This research fits in with the new Space Policy Directive 7, issued in January. It calls for performance monitoring and interference detection for civil space-based services; resiliency; PNT data and signal authentication; and PNT requirements for civilian applications. Plus, in August the White House National Science and Technology Council issued a National Research and Development Plan for PNT Resilience, a plan to improve the resilience of PNT services and the critical infrastructure that depends on such services.

The Executive Branch and Congress are trying to prevent companies from locating next to the GPS band and degrading the signal. A 2020 Federal Communications Commission order granted an application from Ligado Networks, a Virginia-based company, to operate a terrestrial spectrum network next to the bands reserved for GPS. Interference will occur because Ligado’s signals will be two billion times as powerful as received GPS signals from satellites.

The National Telecommunications Information Administration, part of the Commerce Department, on behalf of the entire Executive Branch, filed a petition asking the FCC to reconsider the Ligado approval, citing “irreparable harms to federal government users of the Global Positioning System.”

The FCC’s order required Ligado to pay for damages to federal devices, but not to reimburse individuals and companies — costs that could run into the tens of billions of dollars. Senator Jim Inhofe (R-OK), has sponsored the bipartisan RETAIN GPS and Satellite Communications Act, S. 2166, with Senator Tammy Duckworth (D-Ill) and Mike Rounds (R-SD).

The bill would hold Ligado, or a future licensee if Ligado chooses to sell the spectrum, responsible for costs to non-federal users as well as federal users.  Representative Jim Cooper (D-TN) has introduced a parallel bill in the House of Representatives, HR 4634.
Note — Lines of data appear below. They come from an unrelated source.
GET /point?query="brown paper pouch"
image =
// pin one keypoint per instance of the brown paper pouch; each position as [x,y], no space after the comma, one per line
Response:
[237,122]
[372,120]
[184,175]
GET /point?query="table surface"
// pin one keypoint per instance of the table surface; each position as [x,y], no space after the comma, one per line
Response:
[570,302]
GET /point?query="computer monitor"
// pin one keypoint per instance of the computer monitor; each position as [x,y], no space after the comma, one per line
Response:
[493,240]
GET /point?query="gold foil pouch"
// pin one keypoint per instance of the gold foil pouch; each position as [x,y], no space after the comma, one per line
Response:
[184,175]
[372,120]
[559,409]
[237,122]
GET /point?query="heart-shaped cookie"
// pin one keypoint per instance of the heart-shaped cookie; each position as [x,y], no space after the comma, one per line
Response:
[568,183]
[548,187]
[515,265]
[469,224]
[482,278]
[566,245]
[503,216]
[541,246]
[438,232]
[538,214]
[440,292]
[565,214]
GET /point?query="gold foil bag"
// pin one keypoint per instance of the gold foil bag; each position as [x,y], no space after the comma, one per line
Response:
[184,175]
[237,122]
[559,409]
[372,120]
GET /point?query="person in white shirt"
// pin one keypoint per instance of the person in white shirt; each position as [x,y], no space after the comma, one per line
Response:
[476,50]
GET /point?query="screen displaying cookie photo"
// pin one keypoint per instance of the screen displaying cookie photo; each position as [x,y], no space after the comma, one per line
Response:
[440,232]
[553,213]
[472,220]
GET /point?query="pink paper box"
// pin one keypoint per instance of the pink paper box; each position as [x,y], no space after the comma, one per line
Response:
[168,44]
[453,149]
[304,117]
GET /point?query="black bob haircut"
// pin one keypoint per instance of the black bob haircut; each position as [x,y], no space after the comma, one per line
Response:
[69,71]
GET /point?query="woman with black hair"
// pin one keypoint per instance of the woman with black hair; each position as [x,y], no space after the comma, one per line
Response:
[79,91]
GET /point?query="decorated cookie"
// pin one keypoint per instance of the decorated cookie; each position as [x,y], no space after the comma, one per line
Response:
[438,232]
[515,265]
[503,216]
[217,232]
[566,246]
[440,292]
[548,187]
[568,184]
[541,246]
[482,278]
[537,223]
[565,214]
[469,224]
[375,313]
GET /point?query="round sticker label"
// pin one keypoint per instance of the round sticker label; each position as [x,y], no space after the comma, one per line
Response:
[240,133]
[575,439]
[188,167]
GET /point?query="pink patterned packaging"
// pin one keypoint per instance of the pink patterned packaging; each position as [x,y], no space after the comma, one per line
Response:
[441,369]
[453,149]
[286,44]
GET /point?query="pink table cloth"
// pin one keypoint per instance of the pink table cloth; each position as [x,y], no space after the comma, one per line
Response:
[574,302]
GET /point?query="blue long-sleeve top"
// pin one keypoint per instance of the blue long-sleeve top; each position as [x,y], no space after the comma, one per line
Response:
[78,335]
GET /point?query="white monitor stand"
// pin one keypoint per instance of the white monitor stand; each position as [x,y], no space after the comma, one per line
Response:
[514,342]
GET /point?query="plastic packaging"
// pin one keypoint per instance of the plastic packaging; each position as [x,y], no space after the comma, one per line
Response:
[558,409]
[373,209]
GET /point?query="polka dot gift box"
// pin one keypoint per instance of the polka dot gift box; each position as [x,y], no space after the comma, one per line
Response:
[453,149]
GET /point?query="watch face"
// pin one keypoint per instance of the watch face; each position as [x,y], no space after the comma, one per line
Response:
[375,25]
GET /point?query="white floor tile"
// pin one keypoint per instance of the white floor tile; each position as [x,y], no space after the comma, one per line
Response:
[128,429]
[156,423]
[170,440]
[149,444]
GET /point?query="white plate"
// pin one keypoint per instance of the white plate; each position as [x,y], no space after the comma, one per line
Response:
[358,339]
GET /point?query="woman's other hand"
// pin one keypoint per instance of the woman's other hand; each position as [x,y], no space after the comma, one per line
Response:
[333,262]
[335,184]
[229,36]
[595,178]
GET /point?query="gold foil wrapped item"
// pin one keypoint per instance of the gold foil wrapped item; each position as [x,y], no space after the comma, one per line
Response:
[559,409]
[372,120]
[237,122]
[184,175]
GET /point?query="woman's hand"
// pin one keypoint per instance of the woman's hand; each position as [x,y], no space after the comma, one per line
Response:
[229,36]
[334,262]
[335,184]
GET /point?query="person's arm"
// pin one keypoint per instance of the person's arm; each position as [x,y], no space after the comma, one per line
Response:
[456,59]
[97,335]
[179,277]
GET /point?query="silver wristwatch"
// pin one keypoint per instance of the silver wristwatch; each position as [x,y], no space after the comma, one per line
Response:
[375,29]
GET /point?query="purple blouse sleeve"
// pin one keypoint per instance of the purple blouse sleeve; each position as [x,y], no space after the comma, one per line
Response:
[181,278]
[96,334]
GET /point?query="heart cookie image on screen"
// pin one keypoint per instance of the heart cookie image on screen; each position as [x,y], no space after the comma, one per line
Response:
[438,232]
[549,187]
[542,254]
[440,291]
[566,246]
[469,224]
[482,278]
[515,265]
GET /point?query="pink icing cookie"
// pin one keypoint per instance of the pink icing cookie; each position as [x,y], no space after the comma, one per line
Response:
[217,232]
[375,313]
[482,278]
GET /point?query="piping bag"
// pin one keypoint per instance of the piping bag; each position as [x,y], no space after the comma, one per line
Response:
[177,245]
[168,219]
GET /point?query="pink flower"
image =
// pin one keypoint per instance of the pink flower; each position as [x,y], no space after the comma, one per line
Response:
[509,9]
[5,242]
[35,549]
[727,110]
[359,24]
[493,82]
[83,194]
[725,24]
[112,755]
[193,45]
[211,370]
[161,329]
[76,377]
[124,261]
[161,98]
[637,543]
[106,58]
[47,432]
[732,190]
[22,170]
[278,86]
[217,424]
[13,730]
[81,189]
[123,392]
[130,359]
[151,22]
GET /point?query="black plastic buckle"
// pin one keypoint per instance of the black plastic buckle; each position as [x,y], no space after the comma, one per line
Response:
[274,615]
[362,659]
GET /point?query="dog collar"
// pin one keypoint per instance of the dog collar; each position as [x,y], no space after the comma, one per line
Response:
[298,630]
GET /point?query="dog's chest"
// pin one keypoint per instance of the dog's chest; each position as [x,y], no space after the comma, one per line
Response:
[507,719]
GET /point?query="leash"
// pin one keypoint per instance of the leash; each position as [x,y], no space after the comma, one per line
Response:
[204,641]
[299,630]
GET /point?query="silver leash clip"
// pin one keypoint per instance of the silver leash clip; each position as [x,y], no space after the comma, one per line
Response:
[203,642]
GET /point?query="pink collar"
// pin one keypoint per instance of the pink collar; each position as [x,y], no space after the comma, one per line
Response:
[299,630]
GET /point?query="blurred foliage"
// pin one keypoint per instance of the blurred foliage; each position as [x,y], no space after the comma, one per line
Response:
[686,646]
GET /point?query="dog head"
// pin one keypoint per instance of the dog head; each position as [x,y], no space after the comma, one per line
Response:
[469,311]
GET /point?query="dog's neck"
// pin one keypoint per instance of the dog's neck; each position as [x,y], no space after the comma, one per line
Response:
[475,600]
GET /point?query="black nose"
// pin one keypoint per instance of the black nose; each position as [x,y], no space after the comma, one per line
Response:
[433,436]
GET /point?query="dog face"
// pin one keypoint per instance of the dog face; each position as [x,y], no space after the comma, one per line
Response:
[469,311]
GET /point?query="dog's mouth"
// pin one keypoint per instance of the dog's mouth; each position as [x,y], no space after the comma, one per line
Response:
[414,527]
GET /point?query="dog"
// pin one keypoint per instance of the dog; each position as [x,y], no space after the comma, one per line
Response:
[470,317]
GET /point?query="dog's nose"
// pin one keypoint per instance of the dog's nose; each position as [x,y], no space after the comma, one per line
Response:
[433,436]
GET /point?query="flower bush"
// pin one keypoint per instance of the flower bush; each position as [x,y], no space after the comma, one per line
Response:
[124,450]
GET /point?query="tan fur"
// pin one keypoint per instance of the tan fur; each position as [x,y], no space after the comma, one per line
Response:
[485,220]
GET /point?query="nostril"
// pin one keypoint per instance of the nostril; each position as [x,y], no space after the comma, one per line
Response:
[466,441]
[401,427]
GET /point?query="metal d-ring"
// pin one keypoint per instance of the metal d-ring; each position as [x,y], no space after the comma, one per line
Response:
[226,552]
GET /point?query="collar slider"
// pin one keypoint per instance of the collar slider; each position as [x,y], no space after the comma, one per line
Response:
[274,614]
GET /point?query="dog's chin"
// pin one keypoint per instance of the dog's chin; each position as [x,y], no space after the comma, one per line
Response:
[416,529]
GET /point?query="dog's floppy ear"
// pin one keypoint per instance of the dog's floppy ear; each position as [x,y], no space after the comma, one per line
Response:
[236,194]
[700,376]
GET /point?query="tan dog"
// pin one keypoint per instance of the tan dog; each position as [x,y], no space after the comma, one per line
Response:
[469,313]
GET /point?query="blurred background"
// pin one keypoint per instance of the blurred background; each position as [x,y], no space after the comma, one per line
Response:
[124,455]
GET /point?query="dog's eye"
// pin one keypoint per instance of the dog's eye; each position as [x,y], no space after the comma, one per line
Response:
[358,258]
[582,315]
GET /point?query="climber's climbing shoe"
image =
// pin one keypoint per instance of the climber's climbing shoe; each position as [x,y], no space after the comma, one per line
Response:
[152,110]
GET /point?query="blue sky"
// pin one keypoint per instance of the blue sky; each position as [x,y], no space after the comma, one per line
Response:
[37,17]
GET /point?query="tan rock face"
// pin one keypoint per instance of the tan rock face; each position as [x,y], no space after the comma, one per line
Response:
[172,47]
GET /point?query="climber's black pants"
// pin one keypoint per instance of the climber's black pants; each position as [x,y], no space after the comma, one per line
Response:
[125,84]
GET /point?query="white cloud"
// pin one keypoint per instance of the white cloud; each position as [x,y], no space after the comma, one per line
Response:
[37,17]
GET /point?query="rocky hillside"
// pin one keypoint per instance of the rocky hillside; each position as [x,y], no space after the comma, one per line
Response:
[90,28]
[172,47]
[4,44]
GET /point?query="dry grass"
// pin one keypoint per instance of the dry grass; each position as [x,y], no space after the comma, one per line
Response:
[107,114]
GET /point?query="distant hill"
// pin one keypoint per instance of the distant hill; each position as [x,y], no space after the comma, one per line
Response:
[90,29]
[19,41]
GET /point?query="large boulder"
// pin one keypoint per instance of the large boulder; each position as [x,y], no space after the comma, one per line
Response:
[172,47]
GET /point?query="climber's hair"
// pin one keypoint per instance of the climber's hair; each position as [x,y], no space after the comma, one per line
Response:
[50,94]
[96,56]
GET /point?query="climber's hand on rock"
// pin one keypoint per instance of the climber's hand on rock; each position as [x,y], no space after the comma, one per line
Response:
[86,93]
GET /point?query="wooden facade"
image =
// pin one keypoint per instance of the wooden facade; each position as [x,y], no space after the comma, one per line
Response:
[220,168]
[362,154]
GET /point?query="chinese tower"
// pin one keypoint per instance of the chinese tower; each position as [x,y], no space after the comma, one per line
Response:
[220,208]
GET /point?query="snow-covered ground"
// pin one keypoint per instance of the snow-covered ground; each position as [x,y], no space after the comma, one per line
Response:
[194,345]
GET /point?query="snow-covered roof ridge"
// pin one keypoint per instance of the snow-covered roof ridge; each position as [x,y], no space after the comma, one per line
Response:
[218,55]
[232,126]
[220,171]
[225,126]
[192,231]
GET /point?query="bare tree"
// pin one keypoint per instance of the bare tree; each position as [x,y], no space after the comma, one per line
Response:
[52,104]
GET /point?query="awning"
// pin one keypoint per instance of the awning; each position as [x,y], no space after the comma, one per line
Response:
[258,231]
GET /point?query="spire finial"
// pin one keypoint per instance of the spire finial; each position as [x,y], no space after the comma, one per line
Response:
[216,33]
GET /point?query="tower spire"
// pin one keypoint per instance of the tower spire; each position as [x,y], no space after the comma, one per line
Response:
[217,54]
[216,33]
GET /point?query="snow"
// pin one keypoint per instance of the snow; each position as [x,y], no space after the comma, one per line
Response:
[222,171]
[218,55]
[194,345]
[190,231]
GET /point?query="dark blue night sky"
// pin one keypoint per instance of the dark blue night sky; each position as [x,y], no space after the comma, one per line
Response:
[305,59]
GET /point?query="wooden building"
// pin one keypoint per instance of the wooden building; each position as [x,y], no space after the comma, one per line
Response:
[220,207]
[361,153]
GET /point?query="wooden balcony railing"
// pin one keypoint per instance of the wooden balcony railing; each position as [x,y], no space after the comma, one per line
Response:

Senator Inhofe told me in an email, “We rely on GPS for too many essential functions to jeopardize how it is used by government, private entities and consumers. When Ligado’s effort to repurpose spectrum causes interference in the infrastructure of those systems, as tests have shown it will, consumers and taxpayers shouldn’t bear the burden of updating countless systems. That cost should only be borne by the responsible party: Ligado. I hope that our legislation can be considered soon; we can’t afford to wait.”

The world is an increasingly dangerous place. Ohio State’s new research will make it a little less so.